The eight subtests of the Intelligence Structure Battery – Short Form were created using a variety of approaches to automatic item generation  (AIG: Arendasy & Sommer, in press; Irvine & Kyllonen, 2002), taking account of recent research findings in the cognitive sciences and applied psychometrics. 


Unlike in INSBAT, the user of the Intelligence Structure Battery – Short Form can only omit entire secondary factors; it is not possible to omit individual subtests or to adjust their reliability to specific assessment needs. Each subtest is provided with standardised instructions and practice examples based on the principles of programmed instruction and “mastery learning”. Depending on the subtest, the respondent’s answers are given either in multiple-choice format or as automated free responses. The items in the individual subtests are presented partly in power test form and partly with a time limit on each item. In seven of the eight subtests the items are presented as an adaptive test (CAT) with a starting item selected on the basis of sociodemographic data, thereby maximising reliability and test security.


For each subtest the ability parameter is first calculated according to the 1PL Rasch model. However, since the reliability of the individual subtests is deliberately set low as standard, these test scores are not reported. They merely form the starting point for calculation of the real factors of interest – the secondary factors, which can be used to assess both intelligence structure and level. Alongside the reporting of the factor scores a norm comparison (percentile ranks and IQ; confidence interval) is carried out. At the conclusion of testing the results are displayed both in tabular form and as a profile, and these can be printed out. In addition, INSSV has provision for transferring the test results automatically into a report template.


The reliability of the five secondary factors lies between 0.70 and 0.84. The reliability of the general factor is 0.91.

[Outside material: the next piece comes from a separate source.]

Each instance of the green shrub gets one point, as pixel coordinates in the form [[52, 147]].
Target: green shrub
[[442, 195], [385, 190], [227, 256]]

The construct representation (Embretson, 1983) of the individual subtests has been demonstrated in studies in which the item difficulties were predicted from task characteristics derived from the theoretical models for the solving of these types of task. The multiple correlations between the item difficulty parameters of the Rasch model (Rasch, 1980) and the item characteristics thus obtained vary for the individual subtests between R=0.70 and R=0.97. This means that between 50% and 94% of the difference in the difficulties of the individual items can be explained by the theoretical models on which construction of the items in the individual subtests is based. 
Many other studies of construct validity are now available that confirm the theory-led assignment of the individual subtests to the secondary factors of the Cattell-Horn-Carroll model (Arendasy & Sommer, 2007; Arendasy, Hergovich & Sommer, 2008; Sommer & Arendasy, 2005; Sommer, Arendasy & Häusler, 2005).
Evidence of criterion validity has come from the fields of aviation psychology (selection of trainee pilots) and educational counselling (prediction of student success at universities of applied sciences).